Many of us are trying to dismantle racism in the US and abroad. A good reason to probe ancient Christian texts is to discover what kind of wisdom might emerge that could shed light on our current situation and isn’t so heavily laden with our recent history.  But as always, we need to remember we can’t directly import the past into the present any more than we can evaluate the past from the cultural lenses of today. Since Christianity is built on the legacy of the earliest followers of Jesus, though, it’s helpful to consider if or how their religious experiences might enlighten us.

It’s somewhat surprising to realize that early Christians found race/ethnic reasoning useful for their own self-definition. Denise Kimber Buell’s book, Why This Race (2005), explains why ethnic reasoning would have been so prevalent in early Christian thought and why their attitudes might even challenge our ways of thinking of race, ethnicity, and religion now. She notes that the Greek word ‘genos’ identifies groups in categories such as ritual practices, ancestors, rights of inheritance, knowledge, ways of life, and more. These are not categories based on skin color or any physical appearances.

For any of those groups not in power (such as the early Christ groups in relation to the Romans), it makes sense that they would seek to strengthen their identity, to enhance their self-definition, and to consolidate and mobilize themselves geographically and theologically. This kind of ‘race/ethnic reasoning’ (a term used by Buell) helped these Christ groups to

  • produce and indicate distinct religious practices,
  • claim anyone can join the Christ groups with both fixed and fluid interpretations of race/ethnic reasoning,
  • compete with other groups by reasoning polemically (Buell, 2-3).

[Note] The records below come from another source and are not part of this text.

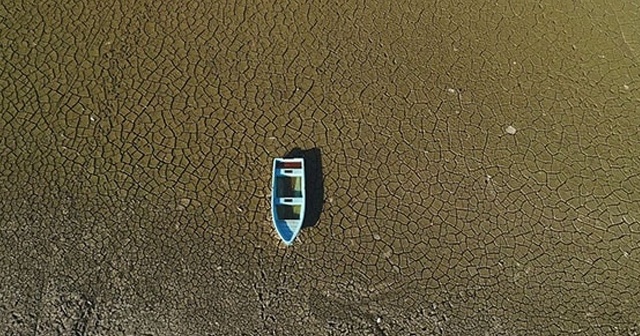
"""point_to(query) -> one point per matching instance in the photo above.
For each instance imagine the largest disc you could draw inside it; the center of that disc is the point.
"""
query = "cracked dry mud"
(481, 167)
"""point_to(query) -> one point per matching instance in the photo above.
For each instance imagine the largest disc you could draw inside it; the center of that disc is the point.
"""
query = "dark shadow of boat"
(314, 180)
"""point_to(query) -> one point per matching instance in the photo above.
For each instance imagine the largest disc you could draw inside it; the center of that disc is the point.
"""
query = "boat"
(288, 197)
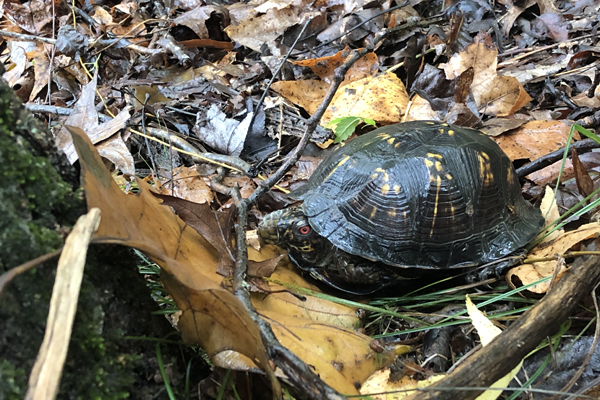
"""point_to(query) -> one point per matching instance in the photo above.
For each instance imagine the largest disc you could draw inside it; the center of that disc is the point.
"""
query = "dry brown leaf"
(186, 183)
(528, 273)
(308, 94)
(212, 316)
(420, 110)
(85, 117)
(493, 94)
(115, 150)
(324, 67)
(549, 210)
(196, 20)
(340, 363)
(382, 98)
(534, 139)
(41, 67)
(263, 24)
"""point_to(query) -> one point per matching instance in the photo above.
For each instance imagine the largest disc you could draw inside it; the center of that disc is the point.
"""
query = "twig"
(197, 155)
(499, 357)
(591, 352)
(26, 38)
(582, 146)
(305, 383)
(355, 27)
(9, 275)
(276, 73)
(48, 109)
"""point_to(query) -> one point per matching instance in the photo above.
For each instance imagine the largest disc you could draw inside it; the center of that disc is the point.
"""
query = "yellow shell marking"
(342, 161)
(438, 181)
(385, 189)
(484, 169)
(373, 212)
(510, 176)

Our contemporary culture tends not to acknowledge the prevalence of ethnic reasoning in early Christian self-definition because of how dominant ideas of race, ethnicity, and religion inform our current presuppositions. But we might draw new helpful conclusions about how and why early Christ communities divided themselves into groups. First, from this distance, we can see why dominant groups (such as mainstream Christians) would have made issues of race a taboo topic – to preserve the status quo. But marginalized groups made issues of group separation a central theme, seeking intra-Christian reform – to reduce the marginalization. That is, critique generally comes best from the margins.

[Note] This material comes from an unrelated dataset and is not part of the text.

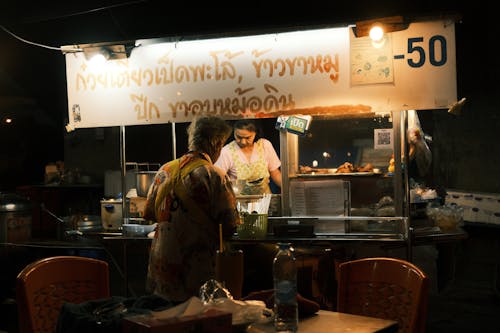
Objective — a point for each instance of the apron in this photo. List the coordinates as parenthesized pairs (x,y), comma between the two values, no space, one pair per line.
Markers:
(254,173)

Another key lesson comes from one of the groups that became increasingly ostracized from the dominant group in antiquity. Those early Christ groups who placed high value on spiritual learning above doctrinal development often talked about three ‘genos’ of Jesus followers: the spiritual, psychic, and fleshly. Irenaeus (one of the most influential founding ‘Church Fathers’) argued that those who held this view – the ‘gnostics’ – believed that humankind was divided into three classes, and that they identified themselves as the superior class. But more recently scholars, such as Ismo Dunderberg (Beyond Gnosticism, 2008), have explained that these distinctions between people are more like the distinctions philosophers drew between more and less advanced students (p. 135). That is, neither their bodies nor souls separated them from the higher group, but anyone could aspire to learn more and to grow spiritually.

These kinds of Christ groups encouraged each other (following the Savior’s teachings) to put off the deeds of the flesh and to nurture a relationship with the Spirit.  But the Tripartite Tractate, (one of the texts we discuss in the online course Ancient Christian Texts for Modern Healing) shows us the value of the intermediate type of life. The lust for power, for example, was the curse of the Roman Empire they lived under. But the right attitude to power was also useful for ruling righteously. Those exercising political or social power just needed to recognize that their ruling was temporary.

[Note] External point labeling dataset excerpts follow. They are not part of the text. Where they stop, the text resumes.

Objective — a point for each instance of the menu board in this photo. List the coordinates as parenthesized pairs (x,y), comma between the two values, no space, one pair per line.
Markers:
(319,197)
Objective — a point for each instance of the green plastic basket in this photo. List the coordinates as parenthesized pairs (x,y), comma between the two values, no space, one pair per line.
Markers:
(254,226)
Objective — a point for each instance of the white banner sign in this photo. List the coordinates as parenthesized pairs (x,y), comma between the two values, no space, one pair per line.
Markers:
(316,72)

We can’t look to antiquity to find the model for classless (raceless) society, but some of those ancient writers do help us consider whether our divisions are based on theologically sound viewpoints and whether they support moral relationships or not. Minority groups can keep before the attention of dominant groups their role in critiquing and seeking reform, while majority groups realize their power and take care not to belittle or diminish the voices of others.